Tesla shares slip as analyst calls company “uninvestable”

Tesla shares lost ground in morning trade after an analyst downgraded the company’s stock and called the company “no longer investable,” citing CEO Elon Musk’s “erratic” behavior. 

“We are worried that this behavior is tainting the Tesla brand, which in terms of value is most important,” wrote Romit Shah in a Tuesday research note. 

Shah, a self-described “bull” on Tesla’s prospects, lowered his rating on the stock to “neutral” from “buy.” He added, “Consumers are fickle and we suspect could become scared about buying a Tesla if they believe the company might not be around long term.”

Shares of Tesla dropped 2 percent in early trading. The stock has shed about one-quarter of its value in the past month. 

Already under scrutiny for his public outbursts, Musk last week appeared to smoke marijuana during a live interview with comedian Joe Rogan. The incident revived questions about whether Musk is the right person to lead Tesla, following his backtracking on taking the company private and claiming that a British diver who assisted in the rescue of a youth soccer team from a flooded cave in Thailand is a child molester

Shah is now the second Tesla backer to recently question Musk’s leadership. Venture capitalist Gene Munster wrote last week that the CEO’s behavior was “making it harder and harder to support Tesla as a company.” He condemned Musk’s use of recreational drugs

Shah added, “We believe that Tesla is in need of better leadership (an about face) and are moving to the sidelines until we see what happens with management.”

Tesla drops color choices

Separately, the electric car maker is dropping two of the seven standard colors it had offered to customers as it tries to streamline production.

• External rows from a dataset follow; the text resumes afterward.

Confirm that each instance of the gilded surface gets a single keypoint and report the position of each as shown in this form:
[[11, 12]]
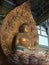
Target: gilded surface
[[12, 22]]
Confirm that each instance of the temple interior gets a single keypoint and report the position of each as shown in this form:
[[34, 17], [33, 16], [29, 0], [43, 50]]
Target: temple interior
[[24, 32]]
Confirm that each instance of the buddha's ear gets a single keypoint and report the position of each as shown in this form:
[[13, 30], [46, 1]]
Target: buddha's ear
[[19, 2]]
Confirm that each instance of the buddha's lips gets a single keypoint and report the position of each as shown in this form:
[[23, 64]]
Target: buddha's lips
[[23, 59]]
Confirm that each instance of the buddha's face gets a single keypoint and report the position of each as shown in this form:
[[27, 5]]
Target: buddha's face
[[24, 38]]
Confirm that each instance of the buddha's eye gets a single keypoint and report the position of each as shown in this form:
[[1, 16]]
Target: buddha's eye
[[24, 27]]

In a tweet early Tuesday, CEO Elon Musk said obsidian black and metallic silver will still be available, but at a higher cost.

Tesla fans can still choose as standard colors solid black and “midnight silver metallic,” as well as pearl white, deep blue metallic and red.

The company, based in Palo Alto, California, has struggled to vault from a niche maker of expensive electric vehicles into a mass-market automaker.

More than 400,000 people are on a waiting list to buy a Tesla; some have been waiting since March 2016, when the company first started taking orders.